The trip to New Accipio was uneventful, at least so compared to everything I’d been led to expect. There were no pirate attacks, though I did see plenty of other traffic along the route. We saw the Royal Navy more than once, patrolling our most important trade-route.

I had plenty of opportunity to ask follow-up questions to Bluejacket, though there wasn’t all that much to ask. He didn’t remember any specifics about the religious service, or know very much about the new griffon religion.

Beyond that, the trip took about a week. Bluejacket insisted we could’ve arrived in half that much time, but that would be bad for the engines and we weren’t in much of a rush. We would want the Wintergreen to be in good shape in case something did happen when we left the safer parts of the world.
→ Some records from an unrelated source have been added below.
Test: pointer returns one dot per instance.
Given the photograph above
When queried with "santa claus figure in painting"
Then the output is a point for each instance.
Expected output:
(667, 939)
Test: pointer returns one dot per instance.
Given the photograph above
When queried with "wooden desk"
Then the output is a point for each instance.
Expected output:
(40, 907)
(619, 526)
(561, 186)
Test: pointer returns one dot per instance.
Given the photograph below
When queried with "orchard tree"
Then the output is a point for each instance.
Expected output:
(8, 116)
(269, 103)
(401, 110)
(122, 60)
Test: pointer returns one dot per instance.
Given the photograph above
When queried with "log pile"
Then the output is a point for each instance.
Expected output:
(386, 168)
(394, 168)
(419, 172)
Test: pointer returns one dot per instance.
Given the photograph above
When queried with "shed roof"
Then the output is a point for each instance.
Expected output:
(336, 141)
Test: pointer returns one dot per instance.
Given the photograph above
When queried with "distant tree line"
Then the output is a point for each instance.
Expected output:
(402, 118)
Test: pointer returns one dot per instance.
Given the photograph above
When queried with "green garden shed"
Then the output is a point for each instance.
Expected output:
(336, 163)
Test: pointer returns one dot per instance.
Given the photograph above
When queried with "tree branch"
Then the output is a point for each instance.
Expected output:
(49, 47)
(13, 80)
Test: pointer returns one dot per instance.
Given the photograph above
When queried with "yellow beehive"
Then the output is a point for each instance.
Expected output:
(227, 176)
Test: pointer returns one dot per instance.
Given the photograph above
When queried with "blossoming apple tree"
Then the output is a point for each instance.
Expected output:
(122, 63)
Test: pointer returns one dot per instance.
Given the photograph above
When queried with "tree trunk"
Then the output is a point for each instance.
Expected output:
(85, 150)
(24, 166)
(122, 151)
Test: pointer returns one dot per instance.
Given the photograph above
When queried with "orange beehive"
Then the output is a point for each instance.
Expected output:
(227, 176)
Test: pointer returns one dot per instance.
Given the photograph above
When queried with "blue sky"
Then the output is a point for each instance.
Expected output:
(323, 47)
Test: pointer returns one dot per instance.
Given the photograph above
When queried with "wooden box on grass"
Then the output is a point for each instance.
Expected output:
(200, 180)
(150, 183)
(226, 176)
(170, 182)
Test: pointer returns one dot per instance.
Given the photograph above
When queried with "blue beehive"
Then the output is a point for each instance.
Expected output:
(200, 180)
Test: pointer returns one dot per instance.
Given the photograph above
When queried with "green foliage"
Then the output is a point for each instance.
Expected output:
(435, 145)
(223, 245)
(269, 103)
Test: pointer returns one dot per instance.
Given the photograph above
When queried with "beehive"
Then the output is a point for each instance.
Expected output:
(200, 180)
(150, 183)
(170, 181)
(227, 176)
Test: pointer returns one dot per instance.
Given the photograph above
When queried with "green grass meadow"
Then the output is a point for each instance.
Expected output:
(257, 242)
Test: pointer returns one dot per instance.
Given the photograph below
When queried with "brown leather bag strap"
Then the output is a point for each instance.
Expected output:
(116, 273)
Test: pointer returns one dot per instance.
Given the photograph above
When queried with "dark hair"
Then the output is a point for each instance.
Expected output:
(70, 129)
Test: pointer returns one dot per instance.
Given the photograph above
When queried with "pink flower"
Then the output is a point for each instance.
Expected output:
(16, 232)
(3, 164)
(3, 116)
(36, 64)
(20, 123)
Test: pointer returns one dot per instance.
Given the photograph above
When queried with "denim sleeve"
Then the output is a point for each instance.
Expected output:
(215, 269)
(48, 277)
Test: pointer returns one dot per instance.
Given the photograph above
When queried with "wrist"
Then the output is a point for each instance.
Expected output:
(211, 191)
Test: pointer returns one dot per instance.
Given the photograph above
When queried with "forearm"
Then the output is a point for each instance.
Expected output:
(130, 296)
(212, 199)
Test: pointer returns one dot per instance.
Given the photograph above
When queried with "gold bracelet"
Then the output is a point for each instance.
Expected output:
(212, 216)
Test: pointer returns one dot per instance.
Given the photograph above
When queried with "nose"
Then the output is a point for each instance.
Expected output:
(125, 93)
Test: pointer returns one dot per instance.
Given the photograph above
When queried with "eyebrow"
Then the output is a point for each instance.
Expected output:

Even someone with no navigational experience whatsoever would realize they were crossing into Accipian territory. Ponies spend so much time looking at our little part of the map, they forget we don’t even control a fourth of Equus’s land. Once, Accipio did.

It didn’t anymore. Mons Ignis produced a thick white ash, often mistaken for snow at a distance. I’m told by farmers the ash is great for the soil, but that’s about the only thing it’s good for. It will scrape and cut anypony who touches it, particularly if it touches skin. It burns the lungs, causing permanent damage if too much is inhaled. Those who spent too much time living in it often go blind from microscopic scratches against their eyes.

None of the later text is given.